Graphic by Bianca Del Rio | Mercury Staff
‘Being Mortal,’ rethinking end-of-life care
Unfortunately, you’re going to die. However, through modern
medicine, that can be postponed — risk of death from common infection, injury
and disease has become much more manageable. This holds true until we reach old
age, where surgeon and writer Atul Gawande argues the medicine currently being
practiced can act in opposition to a better life. Gawande’s “Being Mortal” is a
new take on modern medicine as it relates to our treatment of the aged and the
dying. He argues that our flawed system of neglect in treating the aged and
terminally ill needs to be reimagined in favor of a good life—not a long one.
Still, even though the principles and the research are present, we aren’t at
any point told how to actualize his sweeping proposals.
Proposing changes to the system of handling death, nursing
homes and medical education, Gawande recognizes that trading an extended life
for greater happiness doesn’t necessarily mean we live shorter lives. In fact,
those who are happier sometimes live longer than expected even after
discontinuing medication, according to Psychology Today. Even so, as we rethink
medicine for the dying, limitations appear in Gawande’s sweeping proposals to
change the status quo. The first: we can’t save everyone.
Gawande’s argument is humanistic, which is its greatest
strength. Considering medicine not with the lens of extending life but rather enjoying
what’s left seemed to be a radical concept in the field. If terminally ill,
it’s unlikely that we’d wish to spend our final moments on a ventilator in a
hospital bed. In fact, a 2018 Stanford study found that 80% of Americans
indicate that they’d rather die at home. But still, about 30% of deaths in the
United States still occur in the hospital, and 24% in nursing homes, according
to the New England Journal of Medicine. One field of
treatment comes to mind when we discuss making life easier for the terminally
ill: hospice. Gawande’s argument for hospice then is not to surrender the dying
to hospitals, but only to admit the fact that they will eventually pass. With
hospice, we can pass on our own terms, living life in a manner more like our
former baseline.
The shift from normalcy can occur even before the decision
to choose hospice or the hospital though. Traditionally, nursing homes have
become the place of transition, a place to house our elderly where they will be
cared for and allowed to engage in activities. But that’s precisely the
problem, Gawande argues. When patients must seek permission, they lose their
autonomy. Nursing homes provide safety, but they often reduce quality of life for
those who lived with family or lived alone. The alternatives, assisted living,
where they’d live independently with assistance only upon request, or
communal-style households, built to avoid the clinical setting, both extend
happiness and possibly even lifespan, according to a 1988 Gerontology paper. We
must ask then, why are nursing homes still in business? What’s stopping us from
making the switch?
This is where Gawande’s argument falls short: much like the
current pandemic situation, there are too few beds for all that wish for
treatment. Waitlists are extensive for assisted living and communal-style care
facilities and training staff takes time. The limitation comes down to one thing:
scaling the system. The system that works for a small group only works because
it is a small group — a larger population in each housing complex dilutes the
personalized care and relationships that characterize these new-age facilities.

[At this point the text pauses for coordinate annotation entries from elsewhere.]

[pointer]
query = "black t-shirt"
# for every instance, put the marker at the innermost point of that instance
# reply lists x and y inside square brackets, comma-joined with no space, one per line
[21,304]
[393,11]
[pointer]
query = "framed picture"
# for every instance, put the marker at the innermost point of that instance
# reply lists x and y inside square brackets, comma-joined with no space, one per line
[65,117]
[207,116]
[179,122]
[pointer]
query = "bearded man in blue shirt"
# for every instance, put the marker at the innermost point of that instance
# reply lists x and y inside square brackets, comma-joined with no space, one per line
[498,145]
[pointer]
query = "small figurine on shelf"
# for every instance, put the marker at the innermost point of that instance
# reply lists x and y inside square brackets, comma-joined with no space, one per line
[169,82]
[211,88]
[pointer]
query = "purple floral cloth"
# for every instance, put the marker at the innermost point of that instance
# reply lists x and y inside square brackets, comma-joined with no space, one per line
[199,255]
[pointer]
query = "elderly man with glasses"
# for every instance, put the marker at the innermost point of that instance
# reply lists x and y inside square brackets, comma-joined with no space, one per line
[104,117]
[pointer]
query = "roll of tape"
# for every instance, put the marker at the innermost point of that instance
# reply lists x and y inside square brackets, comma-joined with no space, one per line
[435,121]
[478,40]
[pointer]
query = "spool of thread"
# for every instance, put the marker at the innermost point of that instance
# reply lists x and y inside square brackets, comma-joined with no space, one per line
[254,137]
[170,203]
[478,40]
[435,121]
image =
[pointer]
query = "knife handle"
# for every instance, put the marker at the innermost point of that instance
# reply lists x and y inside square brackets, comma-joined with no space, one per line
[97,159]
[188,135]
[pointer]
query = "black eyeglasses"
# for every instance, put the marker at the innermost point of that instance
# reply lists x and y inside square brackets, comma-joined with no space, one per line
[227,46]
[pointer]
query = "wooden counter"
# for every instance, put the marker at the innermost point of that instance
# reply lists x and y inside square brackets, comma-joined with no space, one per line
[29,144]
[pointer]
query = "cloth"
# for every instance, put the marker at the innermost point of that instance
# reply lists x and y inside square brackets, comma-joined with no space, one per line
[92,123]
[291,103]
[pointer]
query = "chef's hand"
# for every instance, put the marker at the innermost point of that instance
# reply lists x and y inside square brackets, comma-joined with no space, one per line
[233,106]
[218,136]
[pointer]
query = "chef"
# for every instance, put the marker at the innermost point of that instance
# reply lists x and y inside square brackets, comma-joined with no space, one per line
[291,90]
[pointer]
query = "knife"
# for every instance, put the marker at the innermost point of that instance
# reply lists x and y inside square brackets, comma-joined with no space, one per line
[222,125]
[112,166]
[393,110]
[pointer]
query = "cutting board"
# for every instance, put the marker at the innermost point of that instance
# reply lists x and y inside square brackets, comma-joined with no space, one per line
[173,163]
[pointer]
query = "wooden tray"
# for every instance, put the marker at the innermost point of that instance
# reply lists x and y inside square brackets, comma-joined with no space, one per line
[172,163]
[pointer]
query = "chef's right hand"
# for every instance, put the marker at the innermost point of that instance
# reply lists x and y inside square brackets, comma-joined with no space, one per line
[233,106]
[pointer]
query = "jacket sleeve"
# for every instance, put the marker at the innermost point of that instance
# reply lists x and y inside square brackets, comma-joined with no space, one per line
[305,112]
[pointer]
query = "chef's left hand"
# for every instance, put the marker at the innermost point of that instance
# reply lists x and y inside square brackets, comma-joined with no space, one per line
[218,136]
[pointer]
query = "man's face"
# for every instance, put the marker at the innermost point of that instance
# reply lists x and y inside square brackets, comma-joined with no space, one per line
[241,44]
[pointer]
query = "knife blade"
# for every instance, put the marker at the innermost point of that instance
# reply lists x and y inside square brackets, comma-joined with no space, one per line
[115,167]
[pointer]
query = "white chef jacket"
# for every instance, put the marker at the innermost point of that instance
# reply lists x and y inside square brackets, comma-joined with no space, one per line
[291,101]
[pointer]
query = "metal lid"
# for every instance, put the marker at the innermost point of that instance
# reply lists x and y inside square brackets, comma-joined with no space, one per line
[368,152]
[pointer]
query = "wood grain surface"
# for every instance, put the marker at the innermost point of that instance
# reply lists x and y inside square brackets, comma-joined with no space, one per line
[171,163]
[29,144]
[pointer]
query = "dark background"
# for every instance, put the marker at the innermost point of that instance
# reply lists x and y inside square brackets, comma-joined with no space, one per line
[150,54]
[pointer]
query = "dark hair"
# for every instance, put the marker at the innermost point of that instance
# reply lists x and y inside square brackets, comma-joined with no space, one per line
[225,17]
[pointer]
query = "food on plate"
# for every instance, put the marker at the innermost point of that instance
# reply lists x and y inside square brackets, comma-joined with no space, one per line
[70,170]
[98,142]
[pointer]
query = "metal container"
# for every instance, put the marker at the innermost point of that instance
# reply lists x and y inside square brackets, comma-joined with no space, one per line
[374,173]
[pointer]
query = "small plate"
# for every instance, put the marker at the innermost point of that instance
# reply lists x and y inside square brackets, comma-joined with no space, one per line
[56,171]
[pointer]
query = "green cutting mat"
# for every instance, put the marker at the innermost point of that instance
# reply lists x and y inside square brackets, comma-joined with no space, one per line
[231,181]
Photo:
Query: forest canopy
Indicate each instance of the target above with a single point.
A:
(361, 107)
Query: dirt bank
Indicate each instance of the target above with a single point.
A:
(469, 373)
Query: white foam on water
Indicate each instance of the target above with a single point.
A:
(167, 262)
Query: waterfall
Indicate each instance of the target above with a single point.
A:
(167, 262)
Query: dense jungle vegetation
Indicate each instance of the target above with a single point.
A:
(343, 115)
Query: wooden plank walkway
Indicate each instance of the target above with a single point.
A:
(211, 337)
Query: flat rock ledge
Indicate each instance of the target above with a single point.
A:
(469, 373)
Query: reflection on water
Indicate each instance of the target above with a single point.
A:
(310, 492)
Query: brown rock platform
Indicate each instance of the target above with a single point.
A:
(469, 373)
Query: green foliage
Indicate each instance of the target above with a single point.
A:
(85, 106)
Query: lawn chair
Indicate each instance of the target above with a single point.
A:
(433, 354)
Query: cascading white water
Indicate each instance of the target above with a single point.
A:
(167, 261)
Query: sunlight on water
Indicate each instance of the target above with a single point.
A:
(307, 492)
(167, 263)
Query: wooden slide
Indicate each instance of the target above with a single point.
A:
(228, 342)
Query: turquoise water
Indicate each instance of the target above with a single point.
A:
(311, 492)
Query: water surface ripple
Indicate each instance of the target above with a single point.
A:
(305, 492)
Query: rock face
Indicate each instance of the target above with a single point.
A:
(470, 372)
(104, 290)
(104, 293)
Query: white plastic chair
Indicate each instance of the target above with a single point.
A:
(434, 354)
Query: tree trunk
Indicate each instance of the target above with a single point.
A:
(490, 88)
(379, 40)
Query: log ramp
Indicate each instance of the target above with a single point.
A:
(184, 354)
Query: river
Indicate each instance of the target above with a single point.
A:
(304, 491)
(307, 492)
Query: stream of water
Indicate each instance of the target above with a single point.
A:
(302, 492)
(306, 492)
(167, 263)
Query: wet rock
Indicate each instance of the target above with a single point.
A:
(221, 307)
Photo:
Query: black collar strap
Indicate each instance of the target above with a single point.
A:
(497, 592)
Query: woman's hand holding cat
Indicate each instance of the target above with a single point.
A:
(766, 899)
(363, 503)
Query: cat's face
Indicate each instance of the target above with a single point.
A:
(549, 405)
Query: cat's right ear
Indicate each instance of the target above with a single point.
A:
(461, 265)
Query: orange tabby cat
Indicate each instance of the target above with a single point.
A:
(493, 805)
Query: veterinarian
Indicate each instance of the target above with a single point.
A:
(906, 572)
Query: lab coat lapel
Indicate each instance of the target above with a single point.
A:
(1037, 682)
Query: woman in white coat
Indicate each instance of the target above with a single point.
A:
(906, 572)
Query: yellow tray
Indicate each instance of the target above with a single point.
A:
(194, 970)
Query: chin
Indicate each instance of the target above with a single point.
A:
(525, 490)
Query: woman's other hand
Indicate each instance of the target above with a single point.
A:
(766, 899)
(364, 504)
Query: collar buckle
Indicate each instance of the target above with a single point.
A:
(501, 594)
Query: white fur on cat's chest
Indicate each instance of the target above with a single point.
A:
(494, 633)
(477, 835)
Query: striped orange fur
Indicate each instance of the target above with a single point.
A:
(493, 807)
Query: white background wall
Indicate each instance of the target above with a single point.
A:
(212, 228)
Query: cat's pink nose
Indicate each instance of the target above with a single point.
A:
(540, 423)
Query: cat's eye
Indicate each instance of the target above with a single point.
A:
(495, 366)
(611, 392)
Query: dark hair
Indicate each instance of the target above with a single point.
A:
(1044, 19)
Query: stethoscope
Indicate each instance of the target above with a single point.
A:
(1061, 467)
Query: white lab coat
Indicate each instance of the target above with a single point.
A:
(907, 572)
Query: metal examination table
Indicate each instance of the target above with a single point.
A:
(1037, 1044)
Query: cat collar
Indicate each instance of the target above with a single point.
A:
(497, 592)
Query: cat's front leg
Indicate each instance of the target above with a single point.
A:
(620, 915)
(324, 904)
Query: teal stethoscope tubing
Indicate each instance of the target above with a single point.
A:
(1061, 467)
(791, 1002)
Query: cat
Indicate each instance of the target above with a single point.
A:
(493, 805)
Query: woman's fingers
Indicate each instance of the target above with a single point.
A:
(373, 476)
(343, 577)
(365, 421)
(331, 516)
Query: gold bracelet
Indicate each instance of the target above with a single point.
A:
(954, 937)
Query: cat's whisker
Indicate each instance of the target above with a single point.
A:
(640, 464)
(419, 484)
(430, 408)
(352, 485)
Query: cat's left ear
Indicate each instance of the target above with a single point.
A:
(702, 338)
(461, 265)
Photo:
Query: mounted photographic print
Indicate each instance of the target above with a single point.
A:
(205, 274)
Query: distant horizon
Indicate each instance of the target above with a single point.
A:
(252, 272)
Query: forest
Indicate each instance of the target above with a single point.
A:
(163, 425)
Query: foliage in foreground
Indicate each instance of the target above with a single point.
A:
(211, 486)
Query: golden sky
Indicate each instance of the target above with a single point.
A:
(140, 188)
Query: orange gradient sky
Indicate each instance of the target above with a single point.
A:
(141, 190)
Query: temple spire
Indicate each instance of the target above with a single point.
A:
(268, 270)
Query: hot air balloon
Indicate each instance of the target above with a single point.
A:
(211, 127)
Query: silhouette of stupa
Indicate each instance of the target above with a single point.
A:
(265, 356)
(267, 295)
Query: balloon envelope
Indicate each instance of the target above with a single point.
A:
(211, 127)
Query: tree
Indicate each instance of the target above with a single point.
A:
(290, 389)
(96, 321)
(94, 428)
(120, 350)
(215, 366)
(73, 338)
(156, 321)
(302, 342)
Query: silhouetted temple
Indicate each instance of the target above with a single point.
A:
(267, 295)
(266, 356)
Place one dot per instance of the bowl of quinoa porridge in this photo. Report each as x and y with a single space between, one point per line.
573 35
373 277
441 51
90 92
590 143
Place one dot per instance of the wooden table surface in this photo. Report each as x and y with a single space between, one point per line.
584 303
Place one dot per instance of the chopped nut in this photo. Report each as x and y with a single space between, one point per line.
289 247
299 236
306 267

For those currently in nursing homes, remodeling their current situation to
form smaller groups within the homes and allow for greater independence would
be most beneficial, not endlessly waiting for an open spot at a new location.
Are revamped nursing homes preferable to the new-age facilities? Probably not —
but they’d certainly be viable as an option for the waitlisted masses.
Issues with scaling aren’t limited to the number of patients
in each facility; they also encompass the problems of trying to train staff to
fulfill all the necessary roles in these reimagined living systems. After
autonomy, the reason new-age facilities feel more like home rather than a
clinic is the separation of the “caretaker” role into a separate assistant and
clinical attendant. With a clinical assistant in charge of medical matters and
an assistant for quality of life and friendship, neither role is diluted for
the patient to feel as though they lose their autonomy. But the issue is
obvious: with geriatrics already experiencing a shortage in its workforce,
splitting one job into two exacerbates the deficit. Rather than trying to fill positions
then, what’s needed is a redefinition of the “caretaker” job description. Although
it wouldn’t solve all the issues, the first step in redefinition is changing
the objective from extending a lifespan to experiencing comfort and happiness.
“Being Mortal”
identifies the problem and offers an answer — but fails to apply the solution
to the real world. The case analyses presented of assisted living centers,
family-style communities and shared responsibility are well and good, until we
account for the backlog of people waiting for that care. Gawande’s right: we’re
neglecting our elderly and prioritizing our wishes for their safety over their
wishes for independence and happiness. But it’s a balancing act between
fighting for the normalcy of new facilities versus the care of traditional
nursing homes, sanity versus safety and a good life versus a long life.
Gawande’s right about the issues, but the changes might not have to be so
drastic after all. No matter where they are, if we could give the dying a
reason to live, it would be a life worth living.